A presunção estabelecida no art. 42 da Lei nº 9.430, de 1996, autoriza o lançamento com base em depósitos bancários de origem não comprovada pelo sujeito passivo e dispensa o Fisco de comprovar o consumo da renda representada pelos depósitos bancários sem origem comprovada.
INCONSTITUCIONALIDADE DE LEI VIGENTE. SÚMULA CARF Nº 2.
O CARF não é competente para se pronunciar sobre a inconstitucionalidade de lei tributária.
DESNECESSIDADE DE PRÉVIA AUTORIZAÇÃO JUDICIAL PARA ACESSO A DADOS BANCÁRIOS PELO FISCO.
Não há necessidade de prévia autorização judicial para que o Fisco possa pedir e obter extratos de movimentação financeira de contribuintes, regularmente intimados por auditor fiscal da RFB. A questão já está há muito superada, a partir da Lei Complementar nº 105, de 2001 e da jurisprudência consolidada do STF.
MULTA DE OFÍCIO E MULTA ISOLADA. SÚMULA CARF Nº 147.
A partir de 2007 passou a existir a previsão específica de incidência da multa isolada na hipótese de falta de pagamento do carnê-leão (50%), sem prejuízo da penalidade simultânea pelo lançamento de ofício do respectivo rendimento no ajuste anual (75%).

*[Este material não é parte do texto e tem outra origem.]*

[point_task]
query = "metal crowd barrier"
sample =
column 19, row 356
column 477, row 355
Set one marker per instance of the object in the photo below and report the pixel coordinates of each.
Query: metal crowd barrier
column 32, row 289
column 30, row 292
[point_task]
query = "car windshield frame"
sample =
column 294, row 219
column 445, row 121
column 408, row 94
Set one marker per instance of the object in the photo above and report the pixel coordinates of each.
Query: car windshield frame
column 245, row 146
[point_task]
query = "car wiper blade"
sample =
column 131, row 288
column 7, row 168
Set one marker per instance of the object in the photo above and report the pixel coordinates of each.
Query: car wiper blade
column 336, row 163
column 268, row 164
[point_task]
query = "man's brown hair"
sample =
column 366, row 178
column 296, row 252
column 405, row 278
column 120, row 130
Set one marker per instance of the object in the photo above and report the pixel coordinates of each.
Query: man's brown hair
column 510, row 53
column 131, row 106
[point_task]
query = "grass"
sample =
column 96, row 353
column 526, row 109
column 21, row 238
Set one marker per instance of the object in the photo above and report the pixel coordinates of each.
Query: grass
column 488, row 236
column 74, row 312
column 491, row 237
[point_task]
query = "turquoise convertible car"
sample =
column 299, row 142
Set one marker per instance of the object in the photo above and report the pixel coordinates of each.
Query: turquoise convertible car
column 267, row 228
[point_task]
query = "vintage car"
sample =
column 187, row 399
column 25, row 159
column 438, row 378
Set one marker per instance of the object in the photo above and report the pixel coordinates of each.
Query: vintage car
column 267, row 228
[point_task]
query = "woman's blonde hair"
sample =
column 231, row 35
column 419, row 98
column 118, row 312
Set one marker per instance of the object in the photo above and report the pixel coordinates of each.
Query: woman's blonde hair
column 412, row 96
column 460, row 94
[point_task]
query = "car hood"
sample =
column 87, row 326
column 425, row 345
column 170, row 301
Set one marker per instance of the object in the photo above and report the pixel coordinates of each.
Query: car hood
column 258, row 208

MULTA DE OFÍCIO. PROPORCIONALIDADE. CONFISCO.
A multa de 75% sobre o valor do crédito tributário decorrente de lançamento de ofício tem expressa previsão legal e o CARF não é competente para se pronunciar sobre a inconstitucionalidade da lei tributária. Multa corretamente aplicada.
JUROS SELIC. SÚMULA CARF Nº 4.
A partir de 1º de abril de 1995, os juros moratórios incidentes sobre débitos tributários administrados pela Secretaria da Receita Federal são devidos, no período de inadimplência, à taxa referencial do Sistema Especial de Liquidação e Custódia - SELIC para títulos federais. Aplicação vinculante.

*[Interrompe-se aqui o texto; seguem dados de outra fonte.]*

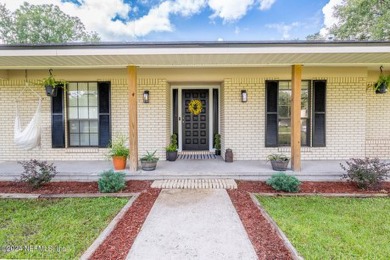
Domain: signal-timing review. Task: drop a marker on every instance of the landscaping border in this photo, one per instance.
(63, 196)
(107, 231)
(329, 195)
(294, 253)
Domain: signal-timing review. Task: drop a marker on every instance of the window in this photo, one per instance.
(278, 113)
(284, 113)
(83, 114)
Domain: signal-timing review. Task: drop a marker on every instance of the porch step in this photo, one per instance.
(196, 155)
(195, 184)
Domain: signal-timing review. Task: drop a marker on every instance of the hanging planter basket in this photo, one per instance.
(51, 91)
(382, 84)
(382, 88)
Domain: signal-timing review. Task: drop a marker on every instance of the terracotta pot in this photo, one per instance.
(279, 165)
(119, 162)
(172, 156)
(148, 165)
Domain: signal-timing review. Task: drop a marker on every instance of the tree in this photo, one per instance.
(34, 24)
(361, 20)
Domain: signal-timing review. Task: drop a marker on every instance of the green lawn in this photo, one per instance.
(53, 229)
(333, 228)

Numero da decisão: 2401-012.531
Decisão: Vistos, relatados e discutidos os presentes autos.
Acordam os membros do colegiado, por unanimidade de votos, não conhecer do recurso de ofício. Por unanimidade de votos, rejeitar as preliminares e, no mérito, negar provimento ao recurso voluntário.
Sala de Sessões, em 06 de março de 2026.
Assinado Digitalmente
Marcio Henrique Sales Parada – Relator
Assinado Digitalmente
Miriam Denise Xavier – Presidente
Participaram da sessão de julgamento os julgadores: Elisa Santos Coelho Sarto, Jose Luis Hentsch Benjamin Pinheiro, Leonardo Nunez Campos, Marcio Henrique Sales Parada, Rodrigo Monteiro Loureiro Amorim (substituto integral), Miriam Denise Xavier (Presidente).